Other costs for the reporting period amounted to MUSD 5.4 (MUSD 7.6) and related to the business interruption insurance. The comparative period also included the operating cost share arrangement on the Brynhild field whereby the amount of operating cost varied with the oil price until the end of May 2017. This arrangement was being marked-to-market against the oil price curve.

Depletion and decommissioning costs

Depletion and decommissioning costs for the reporting period amounted to MUSD 341.5 (MUSD 428.5) at an average rate of USD 15.48 (USD 18.02) per barrel and are detailed in Note 3. The lower depletion costs for the reporting period compared to the comparative period is due to the lower depletion rate per barrel for the Edvard Grieg field as a result of the increased reserves per end 2017 and lower production volumes.

Exploration costs

Exploration costs expensed in the income statement for the reporting period amounted to MUSD 6.1 (MUSD 42.2) and are detailed in Note 3. Exploration and appraisal costs are capitalised as they are incurred.

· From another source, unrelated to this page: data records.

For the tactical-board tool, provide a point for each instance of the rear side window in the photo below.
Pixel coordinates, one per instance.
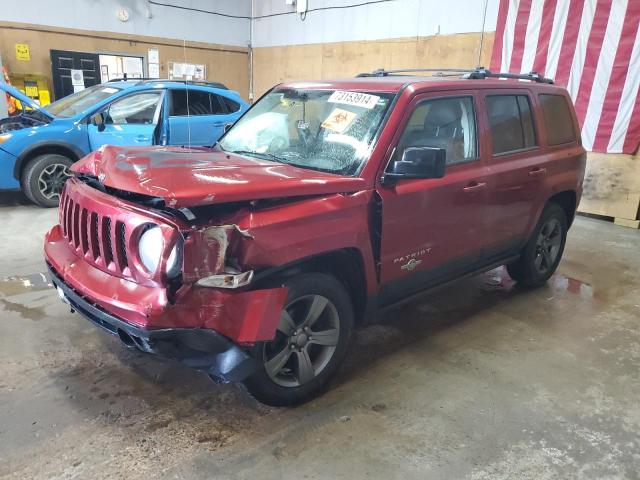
(511, 123)
(218, 107)
(232, 106)
(199, 103)
(557, 119)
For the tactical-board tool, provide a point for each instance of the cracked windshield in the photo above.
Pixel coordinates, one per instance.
(326, 130)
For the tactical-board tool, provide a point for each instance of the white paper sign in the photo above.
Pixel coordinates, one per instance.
(154, 70)
(153, 55)
(77, 78)
(356, 99)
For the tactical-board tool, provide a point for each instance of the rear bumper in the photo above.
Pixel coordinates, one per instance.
(198, 348)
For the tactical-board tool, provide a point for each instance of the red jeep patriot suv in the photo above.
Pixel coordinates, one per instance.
(254, 259)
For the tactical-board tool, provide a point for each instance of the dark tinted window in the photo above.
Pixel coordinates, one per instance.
(447, 123)
(232, 106)
(218, 107)
(511, 123)
(557, 119)
(199, 103)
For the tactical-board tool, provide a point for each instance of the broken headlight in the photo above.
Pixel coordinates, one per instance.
(150, 248)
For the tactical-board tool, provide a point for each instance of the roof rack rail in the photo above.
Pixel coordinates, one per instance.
(468, 73)
(381, 72)
(155, 80)
(481, 73)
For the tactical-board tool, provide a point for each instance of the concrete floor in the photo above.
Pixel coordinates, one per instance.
(482, 380)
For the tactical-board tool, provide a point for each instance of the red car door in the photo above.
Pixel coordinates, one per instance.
(516, 169)
(434, 229)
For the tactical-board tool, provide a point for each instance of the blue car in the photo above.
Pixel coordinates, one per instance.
(38, 144)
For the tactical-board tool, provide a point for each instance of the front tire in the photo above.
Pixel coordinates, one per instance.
(310, 343)
(542, 253)
(44, 177)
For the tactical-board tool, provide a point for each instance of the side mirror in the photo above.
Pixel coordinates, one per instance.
(419, 162)
(98, 120)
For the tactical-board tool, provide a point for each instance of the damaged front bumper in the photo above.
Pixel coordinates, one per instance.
(198, 348)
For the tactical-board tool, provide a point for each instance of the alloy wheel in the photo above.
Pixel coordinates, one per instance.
(548, 246)
(52, 179)
(306, 339)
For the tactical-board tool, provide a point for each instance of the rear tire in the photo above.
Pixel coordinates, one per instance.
(542, 253)
(44, 177)
(310, 343)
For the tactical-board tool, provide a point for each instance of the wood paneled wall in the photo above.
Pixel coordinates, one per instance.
(226, 64)
(273, 65)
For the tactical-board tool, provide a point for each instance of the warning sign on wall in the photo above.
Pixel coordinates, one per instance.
(22, 52)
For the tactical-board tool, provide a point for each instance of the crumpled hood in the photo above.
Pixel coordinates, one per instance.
(202, 176)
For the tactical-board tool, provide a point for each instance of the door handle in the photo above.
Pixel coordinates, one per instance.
(537, 172)
(474, 187)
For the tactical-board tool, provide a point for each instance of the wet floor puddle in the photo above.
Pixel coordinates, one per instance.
(499, 279)
(21, 285)
(24, 284)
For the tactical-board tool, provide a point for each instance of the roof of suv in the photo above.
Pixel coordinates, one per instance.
(129, 83)
(391, 83)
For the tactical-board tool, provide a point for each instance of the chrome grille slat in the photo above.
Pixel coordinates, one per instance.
(102, 240)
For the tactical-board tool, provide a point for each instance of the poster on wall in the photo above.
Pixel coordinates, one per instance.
(187, 71)
(153, 55)
(154, 70)
(77, 80)
(22, 52)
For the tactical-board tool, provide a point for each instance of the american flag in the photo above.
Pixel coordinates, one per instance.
(592, 47)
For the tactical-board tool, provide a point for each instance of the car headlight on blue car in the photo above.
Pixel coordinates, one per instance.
(150, 248)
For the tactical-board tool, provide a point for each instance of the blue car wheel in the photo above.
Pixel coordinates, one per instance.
(45, 177)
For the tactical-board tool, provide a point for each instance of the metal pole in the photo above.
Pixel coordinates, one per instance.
(484, 19)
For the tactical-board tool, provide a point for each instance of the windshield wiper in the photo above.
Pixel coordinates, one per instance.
(265, 155)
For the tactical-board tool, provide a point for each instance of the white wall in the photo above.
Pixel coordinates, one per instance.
(400, 18)
(165, 22)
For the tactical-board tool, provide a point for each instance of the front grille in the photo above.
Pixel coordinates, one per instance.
(92, 235)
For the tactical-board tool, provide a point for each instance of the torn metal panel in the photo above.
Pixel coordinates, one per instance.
(206, 251)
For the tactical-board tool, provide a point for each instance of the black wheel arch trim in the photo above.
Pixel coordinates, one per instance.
(28, 153)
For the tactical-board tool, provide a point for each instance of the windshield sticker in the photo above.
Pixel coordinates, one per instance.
(339, 120)
(356, 99)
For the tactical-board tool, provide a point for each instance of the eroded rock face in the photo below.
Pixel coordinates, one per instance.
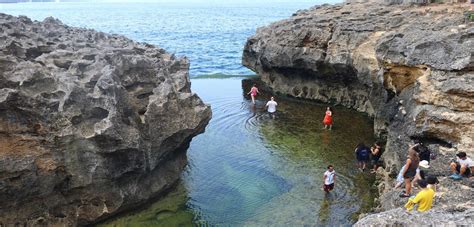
(91, 124)
(411, 68)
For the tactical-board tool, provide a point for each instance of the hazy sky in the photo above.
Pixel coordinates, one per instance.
(227, 1)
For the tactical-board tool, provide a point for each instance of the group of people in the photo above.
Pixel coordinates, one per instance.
(410, 174)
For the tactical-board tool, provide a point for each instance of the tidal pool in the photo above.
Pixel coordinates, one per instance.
(249, 169)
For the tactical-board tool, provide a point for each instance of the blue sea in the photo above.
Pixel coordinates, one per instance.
(211, 34)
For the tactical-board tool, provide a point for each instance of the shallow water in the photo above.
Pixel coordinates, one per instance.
(248, 169)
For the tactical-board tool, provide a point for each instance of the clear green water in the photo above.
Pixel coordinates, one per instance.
(248, 169)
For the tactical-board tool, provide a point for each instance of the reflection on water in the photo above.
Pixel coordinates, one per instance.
(248, 169)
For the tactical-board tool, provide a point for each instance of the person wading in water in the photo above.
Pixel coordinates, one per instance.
(328, 119)
(253, 93)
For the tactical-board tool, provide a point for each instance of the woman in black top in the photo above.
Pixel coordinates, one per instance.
(409, 171)
(376, 151)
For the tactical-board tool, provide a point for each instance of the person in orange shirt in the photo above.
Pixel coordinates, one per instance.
(424, 198)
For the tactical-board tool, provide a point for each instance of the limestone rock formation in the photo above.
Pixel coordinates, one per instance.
(410, 68)
(91, 124)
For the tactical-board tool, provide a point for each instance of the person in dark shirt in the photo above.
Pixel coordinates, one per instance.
(376, 151)
(363, 155)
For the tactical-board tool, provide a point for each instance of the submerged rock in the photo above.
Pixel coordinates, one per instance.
(410, 68)
(91, 124)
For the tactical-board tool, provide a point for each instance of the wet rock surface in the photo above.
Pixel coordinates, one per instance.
(91, 124)
(409, 67)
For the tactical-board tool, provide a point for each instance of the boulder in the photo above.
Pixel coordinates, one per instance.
(410, 68)
(91, 124)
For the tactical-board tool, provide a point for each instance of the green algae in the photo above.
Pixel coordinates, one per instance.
(251, 170)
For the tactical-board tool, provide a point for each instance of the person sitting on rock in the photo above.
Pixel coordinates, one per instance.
(432, 182)
(463, 166)
(424, 198)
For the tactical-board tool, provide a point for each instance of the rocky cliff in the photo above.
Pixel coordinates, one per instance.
(91, 124)
(409, 67)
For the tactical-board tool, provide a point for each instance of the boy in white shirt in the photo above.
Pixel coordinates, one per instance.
(329, 179)
(271, 107)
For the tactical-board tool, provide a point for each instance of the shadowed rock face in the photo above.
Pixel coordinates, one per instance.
(91, 124)
(411, 68)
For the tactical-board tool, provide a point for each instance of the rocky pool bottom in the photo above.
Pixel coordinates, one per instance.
(248, 169)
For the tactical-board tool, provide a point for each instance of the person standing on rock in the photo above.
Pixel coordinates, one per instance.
(376, 151)
(253, 93)
(271, 107)
(328, 119)
(463, 166)
(409, 171)
(424, 198)
(329, 179)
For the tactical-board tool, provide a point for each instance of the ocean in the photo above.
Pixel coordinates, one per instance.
(211, 34)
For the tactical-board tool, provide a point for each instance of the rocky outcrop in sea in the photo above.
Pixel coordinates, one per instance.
(91, 124)
(409, 67)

When exploration drilling is unsuccessful, the capitalised costs are expensed. All capitalised exploration costs are reviewed on a regular basis and are expensed where their recoverability is considered highly uncertain.

Impairment costs of oil and gas properties

Impairment costs in the income statement for the reporting period amounted to MUSD – (MUSD 30.6) and are detailed in note 3. The impairment costs in the comparative period were triggered by the partial sale of the Brynhild field in PL148 where a 39 percent working interest was divested.

Purchase of crude oil from third parties

Purchase of crude oil from third parties for the reporting period amounted to MUSD 417.2 (MUSD 188.0) and related to Grane Blend crude oil purchased from outside the Group by Lundin Petroleum Marketing SA.

General, administrative and depreciation expenses

The general administrative and depreciation expenses for the reporting period amounted to MUSD 17.7 (MUSD 24.9) which included a charge of MUSD 3.4 (MUSD 3.1) in relation to the Group's long-term incentive plans (LTIP), see also Remuneration section below. Fixed asset depreciation expenses for the reporting period amounted to MUSD 2.0 (MUSD 1.9).

Finance income

Finance income for the reporting period amounted to MUSD 188.2 (MUSD 325.6) and is detailed in Note 4.

During the reporting period the reserve-based lending facility was successfully re-negotiated resulting in the interest rate margin over LIBOR being reduced from 3.15 percent to a current rate of 2.25 percent effective as of 1 June 2018. The amendment of the interest rate margin has resulted in an accounting gain of MUSD 183.7 (MUSD –) in accordance with IFRS 9. When a financial liability, measured at amortised cost, is modified without this resulting in derecognition, a gain or loss should be recognised in the income statement based on IFRS 9. The gain or loss is calculated as the difference between the original contractual cash flows and the modified cash flows discounted at the original effective interest rate.

Other financial income amounted to MUSD 3.3 (MUSD 0.3) and included the change in fair value under IFRS 9 of the shares held in ShaMaran as described on page 11. The shares held in ShaMaran were sold during the reporting period at the prevailing market price.

Finance costs

Finance costs for the reporting period amounted to MUSD 138.3 (MUSD 133.9) and are detailed in Note 5.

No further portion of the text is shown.